The French cosmetics giant, owner of the Maybelline and Lancôme brands, posted a turnover of 11.24 billion euros for the three months to the end of March.

Analysts were expecting an increase of 6.1%, according to a consensus published by Jefferies. In published data, quarterly revenue growth stood at 8.3%.

“In a context still marked by economic and geopolitical tensions, we are optimistic about the prospects of the beauty market, and confident in our ability to outperform it again to achieve another year of growth in turnover and results “, declared the group’s general director, Nicolas Hieronimus, in a press release.

This growth should reassure the market following pessimistic comments from US beauty retailer Ulta Beauty earlier this month regarding a bigger-than-expected slowdown in the US.

These comments then caused L’Oréal’s shares to fall by around 4% and put pressure on the American cosmetics brands Elf Beauty, Coty and Estee Lauder.
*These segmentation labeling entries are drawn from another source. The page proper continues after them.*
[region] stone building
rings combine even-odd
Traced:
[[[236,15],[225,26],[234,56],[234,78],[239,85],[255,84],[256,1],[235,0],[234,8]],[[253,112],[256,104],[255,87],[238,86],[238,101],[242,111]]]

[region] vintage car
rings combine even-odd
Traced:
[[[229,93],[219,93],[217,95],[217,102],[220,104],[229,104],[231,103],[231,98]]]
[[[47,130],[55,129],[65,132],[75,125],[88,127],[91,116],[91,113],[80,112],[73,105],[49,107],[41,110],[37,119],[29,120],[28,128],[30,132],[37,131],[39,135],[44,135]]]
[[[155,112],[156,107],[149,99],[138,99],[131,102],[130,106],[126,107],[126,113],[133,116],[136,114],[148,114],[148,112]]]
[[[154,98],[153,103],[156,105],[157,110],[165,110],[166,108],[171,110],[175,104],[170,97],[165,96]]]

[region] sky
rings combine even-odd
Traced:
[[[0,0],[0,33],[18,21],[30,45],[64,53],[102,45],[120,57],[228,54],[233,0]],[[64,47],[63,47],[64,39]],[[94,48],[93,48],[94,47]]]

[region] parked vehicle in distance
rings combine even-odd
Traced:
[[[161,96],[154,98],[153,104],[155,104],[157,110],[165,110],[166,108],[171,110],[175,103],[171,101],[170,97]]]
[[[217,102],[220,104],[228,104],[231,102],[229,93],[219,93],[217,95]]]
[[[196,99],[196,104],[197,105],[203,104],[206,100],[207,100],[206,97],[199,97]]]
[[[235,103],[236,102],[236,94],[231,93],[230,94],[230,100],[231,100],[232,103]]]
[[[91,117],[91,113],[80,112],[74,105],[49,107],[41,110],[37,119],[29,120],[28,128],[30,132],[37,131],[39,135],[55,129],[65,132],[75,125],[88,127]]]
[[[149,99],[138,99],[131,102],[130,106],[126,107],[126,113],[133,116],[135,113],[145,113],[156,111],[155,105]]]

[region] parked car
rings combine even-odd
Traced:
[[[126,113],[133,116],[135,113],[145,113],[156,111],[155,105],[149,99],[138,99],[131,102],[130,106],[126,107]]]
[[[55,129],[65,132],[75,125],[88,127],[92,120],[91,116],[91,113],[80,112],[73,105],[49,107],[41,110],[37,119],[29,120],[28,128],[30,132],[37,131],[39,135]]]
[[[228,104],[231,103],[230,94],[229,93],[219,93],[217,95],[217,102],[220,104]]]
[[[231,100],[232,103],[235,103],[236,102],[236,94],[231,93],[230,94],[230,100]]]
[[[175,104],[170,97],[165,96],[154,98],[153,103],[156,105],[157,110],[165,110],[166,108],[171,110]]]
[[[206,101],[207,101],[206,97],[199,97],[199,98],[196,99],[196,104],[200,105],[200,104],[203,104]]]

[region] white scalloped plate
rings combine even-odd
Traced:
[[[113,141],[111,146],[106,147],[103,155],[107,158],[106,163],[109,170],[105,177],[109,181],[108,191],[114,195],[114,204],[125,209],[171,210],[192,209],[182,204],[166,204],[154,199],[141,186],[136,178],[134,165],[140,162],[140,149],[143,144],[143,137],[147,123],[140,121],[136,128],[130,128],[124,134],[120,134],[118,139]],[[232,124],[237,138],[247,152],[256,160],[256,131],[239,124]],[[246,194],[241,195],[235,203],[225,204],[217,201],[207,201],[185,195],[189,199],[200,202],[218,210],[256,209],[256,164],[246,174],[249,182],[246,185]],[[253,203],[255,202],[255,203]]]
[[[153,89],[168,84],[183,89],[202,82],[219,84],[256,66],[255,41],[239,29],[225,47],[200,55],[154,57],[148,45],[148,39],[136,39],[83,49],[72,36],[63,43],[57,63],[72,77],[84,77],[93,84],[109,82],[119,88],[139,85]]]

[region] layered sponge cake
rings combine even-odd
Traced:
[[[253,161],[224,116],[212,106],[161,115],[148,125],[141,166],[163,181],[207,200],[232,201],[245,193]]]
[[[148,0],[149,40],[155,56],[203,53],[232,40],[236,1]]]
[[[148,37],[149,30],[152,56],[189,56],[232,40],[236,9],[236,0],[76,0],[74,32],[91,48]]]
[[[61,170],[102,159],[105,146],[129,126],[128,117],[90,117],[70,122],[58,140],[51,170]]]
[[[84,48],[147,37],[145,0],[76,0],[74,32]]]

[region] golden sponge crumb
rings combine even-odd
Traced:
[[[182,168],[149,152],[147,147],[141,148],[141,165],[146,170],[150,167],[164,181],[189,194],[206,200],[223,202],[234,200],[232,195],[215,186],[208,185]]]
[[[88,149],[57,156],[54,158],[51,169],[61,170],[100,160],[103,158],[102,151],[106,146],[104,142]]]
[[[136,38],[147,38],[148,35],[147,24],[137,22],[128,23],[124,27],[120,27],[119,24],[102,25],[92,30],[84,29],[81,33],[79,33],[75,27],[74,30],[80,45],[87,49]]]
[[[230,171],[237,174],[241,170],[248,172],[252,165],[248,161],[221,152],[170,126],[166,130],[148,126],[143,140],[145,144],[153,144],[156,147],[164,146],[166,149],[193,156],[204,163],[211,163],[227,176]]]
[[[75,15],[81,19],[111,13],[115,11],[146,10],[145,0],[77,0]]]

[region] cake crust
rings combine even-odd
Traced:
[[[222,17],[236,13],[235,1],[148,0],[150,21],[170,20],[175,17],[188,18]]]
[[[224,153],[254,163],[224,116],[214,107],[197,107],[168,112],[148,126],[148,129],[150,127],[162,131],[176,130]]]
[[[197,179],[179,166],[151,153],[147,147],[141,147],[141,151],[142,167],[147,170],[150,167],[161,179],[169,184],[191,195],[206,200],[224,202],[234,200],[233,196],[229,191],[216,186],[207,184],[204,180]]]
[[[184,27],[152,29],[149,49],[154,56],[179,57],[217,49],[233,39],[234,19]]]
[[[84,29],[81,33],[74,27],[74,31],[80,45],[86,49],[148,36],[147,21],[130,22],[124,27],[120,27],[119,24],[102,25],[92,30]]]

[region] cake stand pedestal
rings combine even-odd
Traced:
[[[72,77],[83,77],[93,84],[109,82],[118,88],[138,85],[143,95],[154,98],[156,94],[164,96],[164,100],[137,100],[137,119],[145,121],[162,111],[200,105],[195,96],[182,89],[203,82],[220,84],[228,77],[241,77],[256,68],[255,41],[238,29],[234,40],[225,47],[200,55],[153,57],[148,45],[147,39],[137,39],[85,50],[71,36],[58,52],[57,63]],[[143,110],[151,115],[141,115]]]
In a press release, L’Oréal specifies that it has recorded an increase in its comparable turnover of 12.6% in Europe and 12.3% in North America, its consumer ranges and its dermatological products having compensated for the weakness of luxury segment.

The company says it has benefited from increased volumes and unit value, with strong demand in Europe and emerging markets.

It is in North America that the makeup market has slowed the most, although perfumes are doing very well, Nicolas Hieronimus explained during a conference call.

North Asia posted a turnover down 1.1% over the period, still penalized by travel retail, but China recorded an increase of 6.2%.

Performance in China in the first quarter was well above sectoral growth of 1%, said Nicolas Hieronimus. However, the group does not expect a major improvement in consumer confidence in the country.

L’Oréal therefore intends to take better advantage of opportunities in Europe, in emerging markets and by gaining share in North America, added the group’s CEO.